In this respect – getting good at using words as instigators, props and organisers of imaginative work -- it’s equally beneficial to be read to as to read for oneself, or indeed to listen to oral stories.
(One of the inadequacies of educational theory – at least at the level it’s usually taught at – is the failure to distinguish what we get by virtue of simply being human (which we are by virtue of a particular biology and living in human society) from what can develop in us as a result of particular sorts of cultivation. For example: everyone (almost) can talk; it seems good in school to provide for the plentiful exercise of this capability; but what can school specifically add, by attentive and directed regimes of experience and activity, to the talk we can all do anyway?)
The essential is to develop the capability that we gain with language itself to have language induce imaginative work.
What this in turn depends on – the prior step, as the Soviet psychologist Vygotsky explained in the 1920s and 30s -- is an ability to attach our other-world-making to ‘signs’ in general. It’s our ability to find meaning in signs that enables us to find meaning in one sort of sign, words.
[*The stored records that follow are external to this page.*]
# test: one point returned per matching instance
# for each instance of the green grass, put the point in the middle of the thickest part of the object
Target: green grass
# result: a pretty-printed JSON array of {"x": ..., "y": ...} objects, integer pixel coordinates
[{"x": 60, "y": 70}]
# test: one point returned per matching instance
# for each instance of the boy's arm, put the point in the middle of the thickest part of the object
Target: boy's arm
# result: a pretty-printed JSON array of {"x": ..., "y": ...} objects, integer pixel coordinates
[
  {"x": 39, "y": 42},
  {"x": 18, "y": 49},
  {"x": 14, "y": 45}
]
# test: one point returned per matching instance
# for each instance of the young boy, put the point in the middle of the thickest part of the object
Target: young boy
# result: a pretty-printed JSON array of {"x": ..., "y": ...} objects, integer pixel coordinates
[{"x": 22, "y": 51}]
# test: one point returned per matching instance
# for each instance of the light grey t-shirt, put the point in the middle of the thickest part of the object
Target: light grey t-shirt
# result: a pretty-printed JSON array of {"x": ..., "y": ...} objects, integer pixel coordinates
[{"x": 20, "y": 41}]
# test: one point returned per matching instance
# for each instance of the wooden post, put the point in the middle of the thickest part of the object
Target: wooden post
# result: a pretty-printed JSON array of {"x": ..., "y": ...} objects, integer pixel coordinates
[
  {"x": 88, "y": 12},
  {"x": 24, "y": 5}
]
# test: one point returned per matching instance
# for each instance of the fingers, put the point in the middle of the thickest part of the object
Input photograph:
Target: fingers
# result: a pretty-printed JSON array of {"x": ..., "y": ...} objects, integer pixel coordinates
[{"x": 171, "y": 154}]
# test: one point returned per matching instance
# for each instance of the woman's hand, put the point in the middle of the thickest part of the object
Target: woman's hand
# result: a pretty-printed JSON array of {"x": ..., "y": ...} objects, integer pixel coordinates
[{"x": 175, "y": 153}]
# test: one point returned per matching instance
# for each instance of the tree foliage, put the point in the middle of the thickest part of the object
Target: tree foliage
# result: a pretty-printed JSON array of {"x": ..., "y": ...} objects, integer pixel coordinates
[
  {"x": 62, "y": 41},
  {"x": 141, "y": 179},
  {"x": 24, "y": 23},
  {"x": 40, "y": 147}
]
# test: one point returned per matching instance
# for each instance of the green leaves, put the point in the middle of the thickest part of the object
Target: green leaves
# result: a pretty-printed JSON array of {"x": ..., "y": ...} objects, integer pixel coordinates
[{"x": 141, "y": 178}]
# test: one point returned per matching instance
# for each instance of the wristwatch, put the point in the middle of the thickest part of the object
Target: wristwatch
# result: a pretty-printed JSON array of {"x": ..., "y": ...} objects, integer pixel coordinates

Signs, in this special semiotic sense, are simply things outside us that we treat as signs – the smoke, for instance, that we see not just as smoke but as meaning the presence of fire. Signs are things that are there (in the real world outside us) that we use to bring into existence in the mind things that aren’t there, such as the idea of fire. Meaning is that relation between the thing outside that acts as sign and an idea inside us. The thing outside us can be a visual or auditory thing, such as the sound of a spoken word or the appearance of a written one.
Sign-use (‘symbolic activity') may start in play, as Vygotsky suggests, when a stick becomes a sign that supports the holding in consciousness of the meaning ‘horse’; or, more obviously in our society, with television images and picture books. Such signs are crucially different from the smoke/fire one in that their ‘outside’ or material component is made, not found (a distinction that St Augustine had already formulated).
For Lucy at age 1 a picture of a lion was more than one more item in the visual environment; it already had a meaning and provoked imaginative activity, giving rise to the meaning ‘lion’, which must have comprised primarily some sort of mental image. Already the picture was functioning as a sign, inducing her to imagine a lion – indeed to create the concept of a lion, since she had not seen one in a zoo and probably had no other basis to go on than the image.
Hence the importance of picture books in developing children’s capacity to use signs, whether visual or verbal, as instigators and organisers of mental activity – of imagining and thinking.
And later on stories – in words -- teach us not just to enter into more and more sophisticated narratives but, more fundamentally, to live in the sorts of world that are made possible when we know how to exploit the meanings that words can get us into. (In education we surely just have to trust that they just in general do this; it's nonsense to specify a 'learning outcome' for a single experience of a story.)
Comic strips, of course, are a terrific in-between form, though not just that. They provide a medium for the transition from pictures to words at the same time as teaching us to follow narrative structure. But they're also capable of creating worlds and realities that are particular to them and continue to exercise a special power even on adult readers.